A few months ago I wrote a short overview of bottle-shares that were still available then. Most of those have sold now except the Willett one. Can’t really blame people for not knowing this rather awesome distillery. What also doesn’t help is that I’ve not even gotten around to tasting and reviewing these samples yet.
Since then I’ve done a bazillion new bottle shares, varying from random bottles that popped up on websites left and right, and some things from my own collection that I’d been wanting to open for ages.
Some of them worked out, some didn’t, some did to some extent.
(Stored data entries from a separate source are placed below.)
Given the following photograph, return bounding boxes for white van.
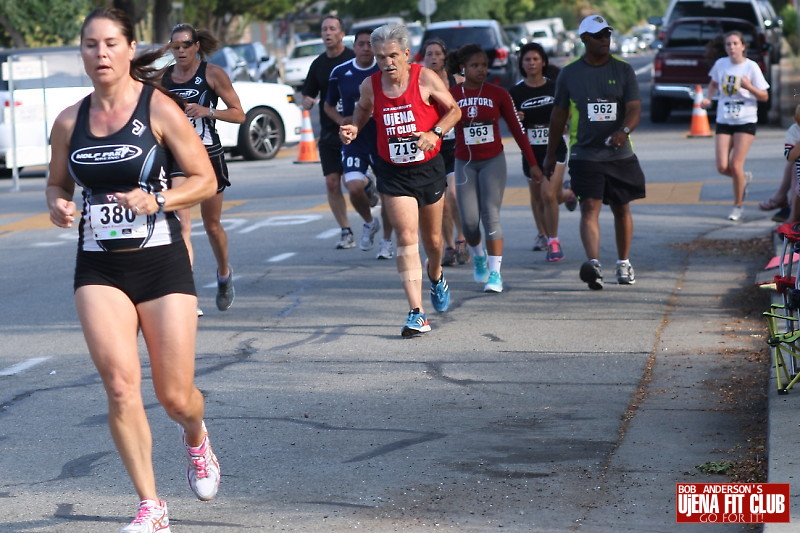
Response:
[0,46,93,174]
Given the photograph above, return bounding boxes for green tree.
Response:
[182,0,297,43]
[0,0,91,47]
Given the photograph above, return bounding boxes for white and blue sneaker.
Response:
[473,253,489,283]
[484,270,503,293]
[430,274,451,312]
[401,308,431,337]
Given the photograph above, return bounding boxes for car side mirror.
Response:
[261,56,269,62]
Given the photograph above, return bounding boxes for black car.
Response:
[418,20,518,88]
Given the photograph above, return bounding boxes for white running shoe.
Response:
[119,499,171,533]
[359,218,381,251]
[336,229,355,249]
[180,422,220,501]
[376,238,394,259]
[728,206,744,221]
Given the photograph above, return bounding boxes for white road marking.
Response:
[267,252,296,262]
[317,228,341,239]
[0,356,51,376]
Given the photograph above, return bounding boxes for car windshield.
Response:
[671,1,758,24]
[234,45,256,63]
[292,42,326,59]
[423,27,497,49]
[667,20,755,47]
[0,49,90,91]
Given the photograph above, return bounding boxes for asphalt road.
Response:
[0,54,787,532]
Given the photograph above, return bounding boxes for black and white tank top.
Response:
[162,61,221,146]
[68,84,181,252]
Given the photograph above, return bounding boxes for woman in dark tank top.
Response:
[45,8,219,532]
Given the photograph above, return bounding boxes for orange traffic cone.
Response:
[294,109,320,164]
[687,85,712,138]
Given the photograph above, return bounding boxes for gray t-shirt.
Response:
[554,56,640,161]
Some bottle-shares have not sold out yet, so I’ll be listing those available below as well. What also happened is that I went rather ballistic in an auction, based on the incredibly well written article by The Whisky Sponge on April Fools Day. Three bottles were ‘won’ and that bill has to be paid somehow too!
Wolfburn 3 years old
I’m quite thrilled about this one. Their spirit was very promising and I think they’re doing well for not jumping on the ‘heavily peated bandwagon’. The most recent distillery in Scotland to come on steam and get to the three year mark.
10 cl = € 9
Millstone 2013 Peated PX for ‘Whisky in Leiden’
In support of both a cool shop and (IMHO) the best distillery in The Netherlands, this three year old, cask strength, PX matured, peated single malt from Zuidam Distillery. I have no clue what to expect yet, but it’ll sure be interesting!
10 cl = € 9
(30 cl available)
The ones below are a ‘little bit’ more expensive, but we’re also venturing into an entirely different category of whisky here.
While this might sound decadent, I’m hoping to get into the somewhat more rare and old stuff in another ‘quality over quantity’ trial.
Dallas Dhu 1976-2001, Old Malt Cask, 50%
I’m very curious to this one. I don’t have much experience with the closed Dallas Dhu, and this is from the 70s, which was quite a great period of distilling in Scotland. I saw that the two ratings on Whiskybase averaged out on 91 points, so I bet this will be interesting!
10 cl = € 50
5 cl = € 26
(20 cl available)
Balblair 1975-2006, 30yo, 46.2%
And while Balblair is becoming more and more popular, I haven’t tasted many very old ones. The ones that I did try were pretty amazing, so here’s to this one! A 30 year old from the mid seventies, at a relatively low ABV of 46.2%.
10 cl = € 38
5 cl = € 20
(15 cl available)
Balblair 5yo, bottled in the early eighties, 40%
And another Balblair, most likely being distilled in the late seventies. The tax label on the bottle indicated it was bottled anywhere between 1977 and +/- 1985 based on my research. It’s just five years old, but that was how single malt was drunk mostly during that era. Liquid history, if you ask me.